Sir Thomas Spurgeon Page CBE (19 October 1879 – 10 February 1958) was a Northern Rhodesian politician who was a member of the Legislative Council and its first Speaker.

==Biography==
Page was born in Newington in Surrey to Thomas and Louisa Page; the family initially lived in Croydon, before moving to Sutton. One of six children, he was the only boy, and attended the City of London School. After leaving school at 15, he worked at his father's solicitors offices, before joining a firm that imported German goods as a clerk. After volunteering for a Baptist church in Sutton, he moved to Nyasaland as a missionary in 1899. He was initially based in Cholo, where he was given the nickname 'Chintali' ("the long one") on account of his height. During his time in Nyasaland he learnt to speak Chewa. Page moved back to England in 1901 after suffering from malaria, but returned to Africa, relocating to Fort Jameson in Northern Rhodesia in 1907 to join his sister Grace and her husband farming cotton and tobacco.

Page married Elsie Harris in Salisbury in Southern Rhodesia on 4 June 1910, having met her in Long Sutton in 1902. The following year the couple created their own farm on virgin land, which was named Kapundi. They went on to have two daughters, born in 1911 and 1913. During World War I he was away from Northern Rhodesia for three years, initially serving with the Nyasaland Volunteer Reserve and stationed near Fort Johnston, before joining the Nyasaland Field Force, in which he became a captain. After the war he was offered a job managing a tobacco farm named Msekera, eight miles from Fort Jameson. In the mid-1920s he began managing a tobacco packing business, where he worked until starting a lorry transport business in 1932, moving goods between Northern Rhodesia and Salisbury. His wife died in February 1935.

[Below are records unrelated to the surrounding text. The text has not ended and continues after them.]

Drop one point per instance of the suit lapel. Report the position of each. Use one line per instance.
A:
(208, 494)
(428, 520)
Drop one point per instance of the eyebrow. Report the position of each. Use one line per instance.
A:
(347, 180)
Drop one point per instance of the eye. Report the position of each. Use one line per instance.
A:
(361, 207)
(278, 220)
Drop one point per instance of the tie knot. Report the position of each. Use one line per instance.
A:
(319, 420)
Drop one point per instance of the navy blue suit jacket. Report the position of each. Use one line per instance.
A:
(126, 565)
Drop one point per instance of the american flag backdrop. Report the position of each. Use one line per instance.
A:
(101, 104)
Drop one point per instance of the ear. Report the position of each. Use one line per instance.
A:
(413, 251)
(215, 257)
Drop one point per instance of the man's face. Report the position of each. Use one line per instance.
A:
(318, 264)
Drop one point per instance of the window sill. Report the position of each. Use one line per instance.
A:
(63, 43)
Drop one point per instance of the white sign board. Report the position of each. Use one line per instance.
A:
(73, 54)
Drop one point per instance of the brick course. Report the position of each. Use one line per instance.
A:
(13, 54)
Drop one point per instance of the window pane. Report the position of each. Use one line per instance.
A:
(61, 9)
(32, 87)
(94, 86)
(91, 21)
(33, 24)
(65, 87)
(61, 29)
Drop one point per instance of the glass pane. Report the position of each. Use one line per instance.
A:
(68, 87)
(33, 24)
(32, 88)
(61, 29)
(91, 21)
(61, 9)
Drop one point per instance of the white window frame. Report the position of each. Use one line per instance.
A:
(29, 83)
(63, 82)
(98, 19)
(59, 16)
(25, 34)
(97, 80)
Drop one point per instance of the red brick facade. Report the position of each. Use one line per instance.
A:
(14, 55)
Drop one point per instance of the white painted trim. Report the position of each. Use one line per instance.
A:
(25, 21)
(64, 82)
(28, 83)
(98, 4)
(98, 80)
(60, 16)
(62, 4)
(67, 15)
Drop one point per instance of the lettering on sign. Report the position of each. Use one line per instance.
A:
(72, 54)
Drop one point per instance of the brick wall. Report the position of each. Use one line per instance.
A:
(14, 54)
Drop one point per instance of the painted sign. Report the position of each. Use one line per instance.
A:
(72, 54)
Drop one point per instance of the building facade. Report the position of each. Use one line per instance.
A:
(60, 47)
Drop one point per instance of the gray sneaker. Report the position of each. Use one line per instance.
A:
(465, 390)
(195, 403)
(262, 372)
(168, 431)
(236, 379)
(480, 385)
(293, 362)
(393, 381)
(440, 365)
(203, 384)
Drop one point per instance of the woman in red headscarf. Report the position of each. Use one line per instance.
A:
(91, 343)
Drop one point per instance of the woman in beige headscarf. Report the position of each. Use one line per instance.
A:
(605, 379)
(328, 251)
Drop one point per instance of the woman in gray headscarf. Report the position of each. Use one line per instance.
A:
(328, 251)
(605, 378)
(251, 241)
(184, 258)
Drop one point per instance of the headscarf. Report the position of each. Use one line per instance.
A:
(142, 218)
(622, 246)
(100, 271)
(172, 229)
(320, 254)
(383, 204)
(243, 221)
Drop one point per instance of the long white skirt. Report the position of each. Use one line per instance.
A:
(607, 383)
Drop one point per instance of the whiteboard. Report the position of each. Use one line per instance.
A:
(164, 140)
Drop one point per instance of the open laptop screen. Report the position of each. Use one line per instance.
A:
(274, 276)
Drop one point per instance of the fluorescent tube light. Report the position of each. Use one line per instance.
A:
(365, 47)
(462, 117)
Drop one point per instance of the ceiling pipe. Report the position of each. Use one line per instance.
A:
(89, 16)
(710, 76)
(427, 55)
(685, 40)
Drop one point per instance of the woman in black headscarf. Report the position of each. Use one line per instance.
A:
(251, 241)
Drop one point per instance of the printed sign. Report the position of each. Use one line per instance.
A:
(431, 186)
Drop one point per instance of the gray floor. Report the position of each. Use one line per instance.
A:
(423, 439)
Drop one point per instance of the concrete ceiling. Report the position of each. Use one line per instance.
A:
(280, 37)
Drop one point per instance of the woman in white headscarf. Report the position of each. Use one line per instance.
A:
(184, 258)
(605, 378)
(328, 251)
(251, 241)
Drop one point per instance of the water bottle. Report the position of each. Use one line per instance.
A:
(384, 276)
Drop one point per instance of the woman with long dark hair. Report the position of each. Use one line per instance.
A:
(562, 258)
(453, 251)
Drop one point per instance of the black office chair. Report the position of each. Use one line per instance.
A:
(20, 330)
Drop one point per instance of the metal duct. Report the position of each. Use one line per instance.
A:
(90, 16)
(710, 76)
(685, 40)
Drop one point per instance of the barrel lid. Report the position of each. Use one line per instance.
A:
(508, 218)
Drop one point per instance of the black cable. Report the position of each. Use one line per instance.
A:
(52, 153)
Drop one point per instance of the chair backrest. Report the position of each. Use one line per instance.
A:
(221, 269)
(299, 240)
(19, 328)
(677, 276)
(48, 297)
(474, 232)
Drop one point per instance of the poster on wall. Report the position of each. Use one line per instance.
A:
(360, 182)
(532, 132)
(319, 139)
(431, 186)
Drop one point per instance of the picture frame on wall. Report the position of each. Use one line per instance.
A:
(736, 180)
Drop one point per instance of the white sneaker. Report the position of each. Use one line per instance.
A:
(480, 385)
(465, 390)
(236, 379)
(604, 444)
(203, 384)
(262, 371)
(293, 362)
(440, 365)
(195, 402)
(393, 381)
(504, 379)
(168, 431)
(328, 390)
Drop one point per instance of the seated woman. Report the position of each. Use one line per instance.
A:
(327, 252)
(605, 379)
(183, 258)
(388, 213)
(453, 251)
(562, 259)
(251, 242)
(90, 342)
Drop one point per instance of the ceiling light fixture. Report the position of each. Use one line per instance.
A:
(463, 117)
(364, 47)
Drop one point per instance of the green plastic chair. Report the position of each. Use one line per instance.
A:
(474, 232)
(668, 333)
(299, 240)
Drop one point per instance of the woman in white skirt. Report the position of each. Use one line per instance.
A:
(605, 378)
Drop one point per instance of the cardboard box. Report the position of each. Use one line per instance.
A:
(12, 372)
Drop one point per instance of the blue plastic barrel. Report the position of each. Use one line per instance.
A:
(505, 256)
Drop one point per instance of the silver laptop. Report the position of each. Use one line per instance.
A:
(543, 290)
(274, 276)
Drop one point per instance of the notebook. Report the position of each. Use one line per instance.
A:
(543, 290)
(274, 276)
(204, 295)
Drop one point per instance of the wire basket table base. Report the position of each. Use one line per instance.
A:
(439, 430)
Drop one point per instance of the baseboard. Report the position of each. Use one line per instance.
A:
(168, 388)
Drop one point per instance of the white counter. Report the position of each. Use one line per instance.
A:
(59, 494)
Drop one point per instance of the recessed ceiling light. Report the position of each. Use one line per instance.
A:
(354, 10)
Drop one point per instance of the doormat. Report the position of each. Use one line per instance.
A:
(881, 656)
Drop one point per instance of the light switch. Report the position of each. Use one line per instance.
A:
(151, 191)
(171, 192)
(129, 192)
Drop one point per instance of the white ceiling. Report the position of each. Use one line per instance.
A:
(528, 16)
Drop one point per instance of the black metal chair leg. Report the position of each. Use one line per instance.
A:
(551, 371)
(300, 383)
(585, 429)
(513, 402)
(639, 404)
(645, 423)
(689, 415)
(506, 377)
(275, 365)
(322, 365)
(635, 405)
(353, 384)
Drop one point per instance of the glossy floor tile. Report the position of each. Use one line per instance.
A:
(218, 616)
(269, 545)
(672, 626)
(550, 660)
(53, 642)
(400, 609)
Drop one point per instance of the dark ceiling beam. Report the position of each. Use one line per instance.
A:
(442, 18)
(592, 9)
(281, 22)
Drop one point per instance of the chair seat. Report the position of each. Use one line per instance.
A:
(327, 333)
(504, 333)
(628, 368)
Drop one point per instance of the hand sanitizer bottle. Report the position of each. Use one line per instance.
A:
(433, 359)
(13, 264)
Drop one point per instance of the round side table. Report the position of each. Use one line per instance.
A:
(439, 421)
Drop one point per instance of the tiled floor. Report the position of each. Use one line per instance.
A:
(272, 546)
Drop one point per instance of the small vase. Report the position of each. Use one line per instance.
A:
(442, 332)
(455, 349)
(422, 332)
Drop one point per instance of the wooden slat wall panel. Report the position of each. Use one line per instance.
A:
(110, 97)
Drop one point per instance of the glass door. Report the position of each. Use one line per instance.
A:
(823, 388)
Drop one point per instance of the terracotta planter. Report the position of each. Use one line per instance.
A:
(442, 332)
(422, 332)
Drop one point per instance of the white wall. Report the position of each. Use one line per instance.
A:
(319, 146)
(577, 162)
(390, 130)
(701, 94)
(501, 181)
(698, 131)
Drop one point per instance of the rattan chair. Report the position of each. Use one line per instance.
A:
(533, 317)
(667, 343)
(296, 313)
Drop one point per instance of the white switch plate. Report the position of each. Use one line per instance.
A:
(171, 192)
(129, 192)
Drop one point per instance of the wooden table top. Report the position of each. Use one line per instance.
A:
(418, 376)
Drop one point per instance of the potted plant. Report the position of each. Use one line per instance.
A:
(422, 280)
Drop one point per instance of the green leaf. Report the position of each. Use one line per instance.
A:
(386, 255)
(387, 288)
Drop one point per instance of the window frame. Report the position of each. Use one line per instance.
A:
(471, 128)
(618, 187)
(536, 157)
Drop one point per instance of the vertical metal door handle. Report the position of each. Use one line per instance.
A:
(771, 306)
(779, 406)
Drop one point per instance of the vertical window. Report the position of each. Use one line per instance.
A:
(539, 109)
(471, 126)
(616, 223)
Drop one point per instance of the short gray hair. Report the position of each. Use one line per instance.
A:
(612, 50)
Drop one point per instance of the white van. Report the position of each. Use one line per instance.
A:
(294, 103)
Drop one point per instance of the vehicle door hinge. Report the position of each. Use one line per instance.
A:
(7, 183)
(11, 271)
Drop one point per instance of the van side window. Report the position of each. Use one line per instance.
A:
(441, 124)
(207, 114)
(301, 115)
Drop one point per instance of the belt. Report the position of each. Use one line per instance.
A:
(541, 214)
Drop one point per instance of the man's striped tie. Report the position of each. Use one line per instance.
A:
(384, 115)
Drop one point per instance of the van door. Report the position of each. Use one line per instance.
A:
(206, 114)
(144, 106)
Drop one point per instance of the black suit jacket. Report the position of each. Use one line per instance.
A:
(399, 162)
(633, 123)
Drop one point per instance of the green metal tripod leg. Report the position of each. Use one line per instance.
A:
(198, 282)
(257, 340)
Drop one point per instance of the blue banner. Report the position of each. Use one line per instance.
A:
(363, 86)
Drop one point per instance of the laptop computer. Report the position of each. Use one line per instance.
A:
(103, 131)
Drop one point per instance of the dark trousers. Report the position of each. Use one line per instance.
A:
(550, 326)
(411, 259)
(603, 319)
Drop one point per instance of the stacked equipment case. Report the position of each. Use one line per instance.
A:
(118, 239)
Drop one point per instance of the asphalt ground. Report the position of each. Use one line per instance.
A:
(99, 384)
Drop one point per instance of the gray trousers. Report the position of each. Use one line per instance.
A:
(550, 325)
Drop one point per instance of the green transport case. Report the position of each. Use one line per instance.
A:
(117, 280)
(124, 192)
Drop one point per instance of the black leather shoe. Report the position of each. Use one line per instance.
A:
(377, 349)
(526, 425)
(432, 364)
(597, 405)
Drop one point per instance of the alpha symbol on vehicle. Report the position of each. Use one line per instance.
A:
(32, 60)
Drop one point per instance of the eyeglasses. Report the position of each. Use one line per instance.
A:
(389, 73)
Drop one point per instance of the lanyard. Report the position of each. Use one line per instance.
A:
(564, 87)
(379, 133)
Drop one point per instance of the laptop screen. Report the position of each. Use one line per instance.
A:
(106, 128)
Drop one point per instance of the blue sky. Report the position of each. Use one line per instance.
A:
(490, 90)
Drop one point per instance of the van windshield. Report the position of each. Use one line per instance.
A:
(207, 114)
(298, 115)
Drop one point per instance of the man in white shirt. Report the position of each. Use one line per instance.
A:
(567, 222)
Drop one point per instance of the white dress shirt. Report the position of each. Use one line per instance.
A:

In the September 1935 general elections Page contested the Eastern seat, but was defeated by John Bruce. He ran again in the 1938 elections, this time winning the seat and becoming a member of the Legislative Council. In 1939 he bought a cottage on the outskirts of Fort Jameson and became the secretary of the Eastern Tobacco Board and the Farmers' Association, as well as doing bookkeeping. In the 1941 general elections he contested the new seat of North-Eastern and was re-elected unopposed. The following year saw Page appointed Price Controller and Fuel Controller for Northern Rhodesia, holding the former post until 1948 and the latter until 1945. The new jobs required him to move to Lusaka. He remarried in March 1943, taking Edith Mortlock as his wife. He was re-elected to the Legislative Council again in the 1944 elections, defeating Grant Robertson.

Page did not stand in the August 1948 elections, but on 10 November he was appointed the first Speaker of the Legislative Council, replacing the Governor who had previously presided over the legislature. Having already been appointed a CBE in 1947, in 1956 he was knighted in the Birthday Honours for public service. He retired as Speaker in October that year.

He died on 10 February 1958 in Lusaka and was buried in the city three days later.